Re: .999... ?= 1

From: Eckard Blumschein (blumschein_at_et.uni-magdeburg.de)
Date: 06/09/04


Date: Wed, 09 Jun 2004 07:49:11 +0100

*** T. Winter wrote:

> Depends on what you define as a number (I have not seen a definition in
> this thread yet),

Being a layman, I looked for such definition and was disappointed, too.
So I came to the idae a number has at least two applications: Providing
an order for counting and providing a measure. Does this lead on the
right track?

and how you define inverse/reciprocal.

I naively imagine the reciplocal of a number might be related to but not
the same as the reciprocal of a function or a graph. Isn't ln(x) the
inverse of exp(x) in the sense of symmetry with respect to y=x?
I wonder why y=exp(x) within IR can be one-to-one translated into
y=ln(x) within IR+ while changing multiplication of x values into
addition, etc of belonging y values.
I also wonder why Fourier transform of a continuous periodic function
(aleph2) consists of dicrete values (aleph1) and vice versa no matter
whether or not it is compex-valued.

> Commonly in
> the definition-process, there are only two starting operations:
> addition and multiplication, and how they hang together in a ring.
> At some point the reciprocal of a number a is defined as the number
> ra such that a * ra = 1 (the unity of the multiplication). It is
> only after that that division is defined as a shorthand for multiplication
> by the reciprocal. Similarly, negative numbers are defined as numbers
> that add up to the original, such that their sum is 0 (the unity of the
> addition). Only after that subtraction is defined.
>
> Now let's see how that works in a ring where 0 (the unity of the addition)
> has an inverse, say oo. So 1/0 = oo

This looks reasonable to me.

and 0.oo = 1.

I know, this is not allowed. Nonetheless it might be pointless while
also reasonable.

Now what is 2/0?
> If it is also oo, we have:
> 1. oo + oo = 1/0 + 1/0 = 2/0 = oo (using the distributive property)
> 2. oo + oo = oo

I see this correct because the relation a>b fails at oo.
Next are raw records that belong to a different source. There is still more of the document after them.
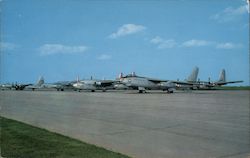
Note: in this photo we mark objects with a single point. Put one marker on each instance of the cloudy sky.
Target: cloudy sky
(63, 39)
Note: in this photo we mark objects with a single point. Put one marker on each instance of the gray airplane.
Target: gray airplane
(94, 85)
(58, 85)
(192, 78)
(7, 86)
(38, 85)
(144, 83)
(222, 81)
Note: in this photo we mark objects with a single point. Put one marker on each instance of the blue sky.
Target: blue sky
(63, 39)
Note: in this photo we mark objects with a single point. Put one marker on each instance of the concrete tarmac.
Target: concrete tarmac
(191, 124)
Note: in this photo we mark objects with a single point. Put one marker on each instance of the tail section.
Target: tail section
(222, 77)
(40, 81)
(193, 76)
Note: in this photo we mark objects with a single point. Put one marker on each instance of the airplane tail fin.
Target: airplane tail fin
(120, 75)
(193, 76)
(222, 77)
(40, 81)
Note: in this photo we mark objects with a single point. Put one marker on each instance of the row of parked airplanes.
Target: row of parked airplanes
(131, 81)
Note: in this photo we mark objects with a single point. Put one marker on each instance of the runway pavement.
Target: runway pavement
(184, 124)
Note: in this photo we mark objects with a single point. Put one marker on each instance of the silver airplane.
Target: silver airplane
(58, 85)
(222, 81)
(38, 85)
(93, 85)
(192, 78)
(7, 86)
(144, 83)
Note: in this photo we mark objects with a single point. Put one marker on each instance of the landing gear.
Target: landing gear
(141, 89)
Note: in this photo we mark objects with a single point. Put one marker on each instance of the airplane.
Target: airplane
(93, 85)
(142, 83)
(192, 78)
(59, 86)
(7, 86)
(38, 85)
(222, 81)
-> oo = 0 (using the property of the additive inverse)

Once having lost the a>b property you must not expect getting it back
with a return.

> So that will not work. We need more infinities to make it work.

???

> (Unless you throw away one of the two properties used above.)

I am a miser who does not throw away anything. Loss of a>b is the price
for crossing the border between finite and infinite.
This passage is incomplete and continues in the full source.